MST por Despejo Zero
“Enquanto morar, viver e comer for privilégio, ocupar é direito”, afirma Kelli Mafort
Da Página do MST
A luta por dignidade e moradia passa hoje pela prorrogação da Arguição de Descumprimento de Preceito Fundamental (ADPF) nº 828, a partir da campanha por uma país sem despejos. O MST compõe o conjunto de Movimentos que luta por Despejo Zero e pelas medidas que ajudam a proteger milhares de famílias no campo e na cidade ameaçadas de despejo ou remoção.
Em junho do ano passado, o ministro do STF, Luiz Roberto Barroso, decidiu favoravelmente à suspensão dos despejos e remoções até dezembro de 2021, com um pedido de extensão protocolado por organizações populares, este prazo foi prorrogado até 31 de março deste ano.
Entretanto, com o fim da ADPF 828, as organizações novamente pressionam pela prorrogação por mais seis meses deste prazo ou quando cessem os efeitos econômicos e sociais da pandemia, ou até que o mérito da ação seja julgado pelo plenário do Supremo.
Confira abaixo a entrevista de Kelli Mafort, da coordenação nacional do MST, sobre a campanha MST por Despejo Zero e a luta por uma vida digna.
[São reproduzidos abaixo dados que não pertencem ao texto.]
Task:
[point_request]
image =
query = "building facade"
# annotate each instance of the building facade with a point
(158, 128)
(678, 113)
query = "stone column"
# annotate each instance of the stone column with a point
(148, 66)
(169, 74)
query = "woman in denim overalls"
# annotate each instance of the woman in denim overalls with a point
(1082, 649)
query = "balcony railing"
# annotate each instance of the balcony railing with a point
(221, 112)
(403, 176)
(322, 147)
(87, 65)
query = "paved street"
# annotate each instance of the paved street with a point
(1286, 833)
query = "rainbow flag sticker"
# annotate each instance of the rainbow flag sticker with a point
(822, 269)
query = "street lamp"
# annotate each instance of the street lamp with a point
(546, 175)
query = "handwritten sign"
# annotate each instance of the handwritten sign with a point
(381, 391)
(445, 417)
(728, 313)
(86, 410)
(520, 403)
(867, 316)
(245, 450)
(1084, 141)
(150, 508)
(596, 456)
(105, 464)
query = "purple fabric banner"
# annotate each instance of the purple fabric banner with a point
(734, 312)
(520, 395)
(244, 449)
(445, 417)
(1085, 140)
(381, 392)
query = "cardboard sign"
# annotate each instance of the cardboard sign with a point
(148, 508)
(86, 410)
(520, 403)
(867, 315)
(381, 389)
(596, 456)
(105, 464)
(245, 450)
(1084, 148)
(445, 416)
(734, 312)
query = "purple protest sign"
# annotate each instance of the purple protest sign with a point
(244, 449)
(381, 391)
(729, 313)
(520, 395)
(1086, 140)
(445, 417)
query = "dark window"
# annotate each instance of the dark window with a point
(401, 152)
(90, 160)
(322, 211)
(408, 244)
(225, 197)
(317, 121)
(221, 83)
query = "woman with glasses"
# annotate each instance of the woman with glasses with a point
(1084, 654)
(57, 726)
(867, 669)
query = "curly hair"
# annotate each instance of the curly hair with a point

Pelo menos meio milhão de pessoas no campo e cidade voltam a sofrer a iminência de despejos ou remoções forçadas. Como estas histórias estão ligadas à história de luta do MST?
Lamentavelmente os despejos estão na base da história dos movimentos, especialmente do MST. Os despejos são aquela face da justiça que age rápido, através das reintegrações de posse contra o povo, e que é extremamente morosa em relação a todos os problemas fundiários que nós temos no nosso país que envolve os grandes proprietários. Sabemos que uma grande parte desses proprietários de terra são grileiros, invasores de terra pública, da União ou devoluta dos Estados, e a justiça demora anos e só faz alguma coisa quando provocada por situação concreta de ocupação de terra, de movimento popular.
Não é essa a mesma postura da justiça em relação à ocupação de terra; logo que a ocupação de terra ocorre, a reintegração de posse ela vem ligeira. Essa realidade nós estamos enfrentando agora, em meio à pandemia, então despejo ele só existe porque a ocupação de terra é um ato legítimo das pessoas que querem plantar, querem comer, viver, morar, com dignidade.
Enquanto morar, viver e comer for um privilégio, a ocupação ela é direito e ela é legítima. Por isso que a gente está nessa luta tão importante contra os despejos.
Além da pandemia da Covid-19, a medida ameaça direitos fundamentais destas famílias, em especial a fome que hoje assola a população. Como o movimento tem atuado diante destes diferentes desafios?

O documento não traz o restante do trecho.